Londra alza l'allerta terrorismo Il rischio attentati è «grave»

Non solo il nuovo video dell'orrore, quello diffuso ieri mattina dai miliziani dell'Is che mostra la decapitazione di un prigioniero curdo a Mosul, o l'allarme delle Nazioni Unite sui profughi siriani. A preoccupare l'Europa sono soprattutto le informazioni provenienti dall'intelligence: in Gran Bretagna l'allerta terrorismo è passata dal livello «sostanziale» a «grave», ultimo stadio prima dell'allerta massima. Il governo britannico ritiene «altamente probabile» un attacco terroristico, ha spiegato ieri il ministro dell'Interno Theresa May, anche perché in questi gruppi ci sono «combattenti che si sono recati dalla Gran Bretagna e dall'Europa a combattere in Siria e Irak». Per questo il premier David Cameron in conferenza stampa ha annunciato l'attivazione di nuove norme che «renderanno più semplice togliere il passaporto» a chi è sospettato di voler aderire alla jihad. «Le autorità britanniche fermeranno chi tenterà di unirsi ai miliziani dello Stato islamico in Siria e in Irak», è la promessa del premier, che lunedì illustrerà i dettagli delle misure alla Camera dei Comuni. Mentre ieri da Downing Street ha sottolineato che quella attuale è «una minaccia molto più grande e profonda alla nostra sicurezza di quanto abbiamo conosciuto in passato; siamo alle prese con una organizzazione terroristica che non è basata in un solo Paese ma che cerca di instaurare e poi espandere il suo Stato terrorista». Misure analoghe a quelle annunciate dal Regno Unito entreranno in vigore anche in Olanda. Il ministro della Giustizia Ivo Opstelten prevede un inasprimento della legge «in modo da poter revocare la nazionalità a chi si unisce a un gruppo terrorista armato anche in assenza di una condanna».

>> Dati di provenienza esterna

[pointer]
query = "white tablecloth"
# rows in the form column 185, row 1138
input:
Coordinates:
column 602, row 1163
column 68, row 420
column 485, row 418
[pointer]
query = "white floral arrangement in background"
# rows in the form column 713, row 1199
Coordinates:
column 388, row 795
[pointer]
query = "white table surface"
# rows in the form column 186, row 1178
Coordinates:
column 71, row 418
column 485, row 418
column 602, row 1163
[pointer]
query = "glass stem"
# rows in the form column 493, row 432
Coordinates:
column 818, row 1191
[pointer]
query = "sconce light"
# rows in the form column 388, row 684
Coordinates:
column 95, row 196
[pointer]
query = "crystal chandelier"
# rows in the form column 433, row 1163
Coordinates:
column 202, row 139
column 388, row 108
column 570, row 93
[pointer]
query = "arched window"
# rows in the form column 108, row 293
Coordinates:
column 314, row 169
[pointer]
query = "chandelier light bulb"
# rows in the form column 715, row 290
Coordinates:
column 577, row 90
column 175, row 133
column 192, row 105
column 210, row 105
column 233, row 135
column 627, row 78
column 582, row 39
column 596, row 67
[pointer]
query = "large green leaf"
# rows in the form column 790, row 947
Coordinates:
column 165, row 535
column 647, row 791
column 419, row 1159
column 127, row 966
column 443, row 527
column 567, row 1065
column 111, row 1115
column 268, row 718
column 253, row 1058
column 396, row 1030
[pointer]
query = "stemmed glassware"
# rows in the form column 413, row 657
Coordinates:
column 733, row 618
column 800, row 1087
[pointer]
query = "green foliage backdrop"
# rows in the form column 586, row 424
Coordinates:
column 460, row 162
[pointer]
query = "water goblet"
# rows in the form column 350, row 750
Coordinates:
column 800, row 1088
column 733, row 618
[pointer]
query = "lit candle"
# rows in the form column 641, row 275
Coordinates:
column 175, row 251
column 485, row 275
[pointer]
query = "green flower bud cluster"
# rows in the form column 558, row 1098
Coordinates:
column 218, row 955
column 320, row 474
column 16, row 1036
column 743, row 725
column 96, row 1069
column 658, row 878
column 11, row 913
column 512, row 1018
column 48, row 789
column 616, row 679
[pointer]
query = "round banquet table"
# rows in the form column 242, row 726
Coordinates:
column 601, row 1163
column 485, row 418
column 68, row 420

Nelle ultime ore l'Europa appare quindi più decisa rispetto agli Stati Uniti: ieri il presidente Barack Obama ha ammesso che alla Casa Bianca «non c'è ancora una strategia». Mentre nel gabinetto di guerra, secondo la stampa americana, c'è profonda divisione. Da un lato i «falchi» che chiedono un intervento militare sia in Irak che in Siria, con raid fino ad Aleppo, e che colpisca anche gli oledotti, fonte di entrate finanziarie per i miliziani dell'Is; dall'altra un fronte moderato che punterebbe a colpire solo le postazioni militari più vicine al confine con l'Irak e che nutre dubbi sulla possibile alleanza con le truppe dell'esercito siriano libero, che ha combattuto finora l'Is con poco sostegno internazionale. Intanto l'Alto commissariato per i rifugiati dell'Onu ieri è tornato a sottolineare la situazione disperata che coinvolge oltre tre milioni di civili siriani in fuga dalle zone di guerra. E il dato è parziale, perché molti, centinaia di migliaia, sfuggono al conteggio in quanto non registrati come profughi.

A fare paura più di tutto, però, restano quelle immagini diffuse dai terroristi dell'Is ieri mattina: un altro video diffuso su Youtube, molto simile per la sua impostazione a quello della decapitazione del soldato Usa James Foley, che mostra l'esecuzione di un prigioniero curdo. Anch'egli vestito di arancione, come la tuta fatta indossare ai detenuti di Guantanamo.

Lo sfondo è la moschea di Mosul, seconda città irachena da mesi sotto il controllo dei jihadisti, il titolo del video è «un messaggio di sangue», che questa i tagliagole incappucciati rivolgono alle autorità del Kurdistan: «Non lasciate che l'America intervenga nella nostra regione. Le nostre anime sono nelle vostre mani. Ogni errore o imprudenza da parte vostra ci costerà la vita».